S-GAT: Accelerating Graph Attention Networks Inference on FPGA Platform with Shift Operation

Abstract

Deep learning has been successful in many fields such as acoustics, image, and natural language processing. However, due to the unique characteristics of graphs, deep learning using universal graph data is not easy. The Graph Attention Networks (GATs) show the best performance in multiple authoritative node classification benchmark tests (including transductive and inductive). The purpose of this research is to design and implement an FPGA-based accelerator called S-GAT for graph attention networks that achieves excellent performance on acceleration and energy efficiency without losing accuracy, and does not rely on DSPs and large amounts of on-chip memory.

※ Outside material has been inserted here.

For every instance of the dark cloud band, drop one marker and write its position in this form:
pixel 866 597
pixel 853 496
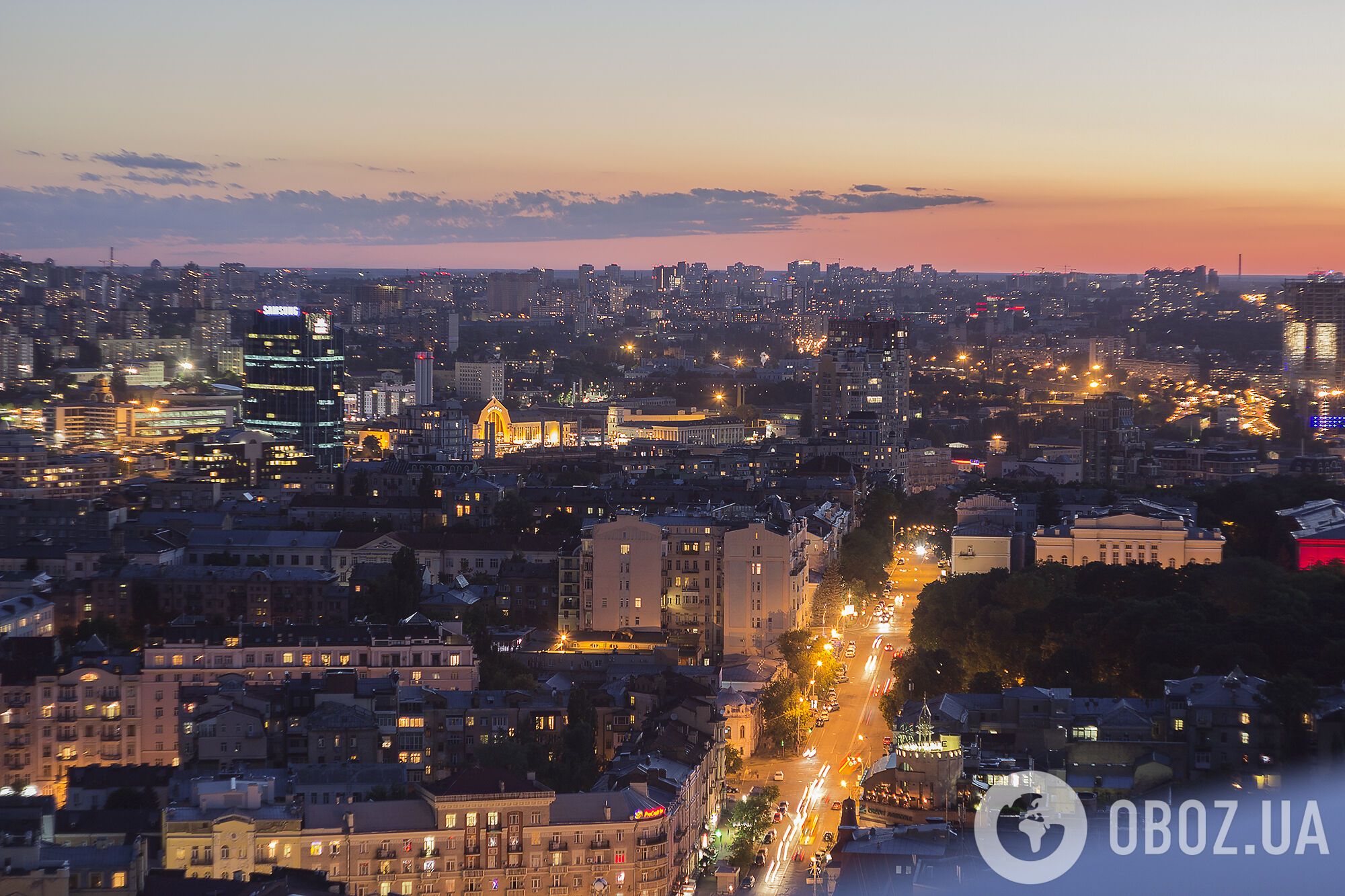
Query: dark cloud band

We design S-GAT with software and hardware co-optimization. Specifically, we use model compression and feature quantization to reduce the model size, and use shift addition units (SAUs) to convert multiplication into shift operation to further reduce the computation requirements. We integrate the above optimizations into a universal hardware pipeline for various structures of GATs. At last, we evaluate our design on an Inspur F10A board with an Intel Arria 10 GX1150 and 16 GB DDR3 memory. Experimental results show that S-GAT can achieve 7.34 times speedup over Nvidia Tesla V100 and 593 times over Xeon CPU Gold 5115 while maintaining accuracy, and 48 times and 2400 times on energy efficiency respectively.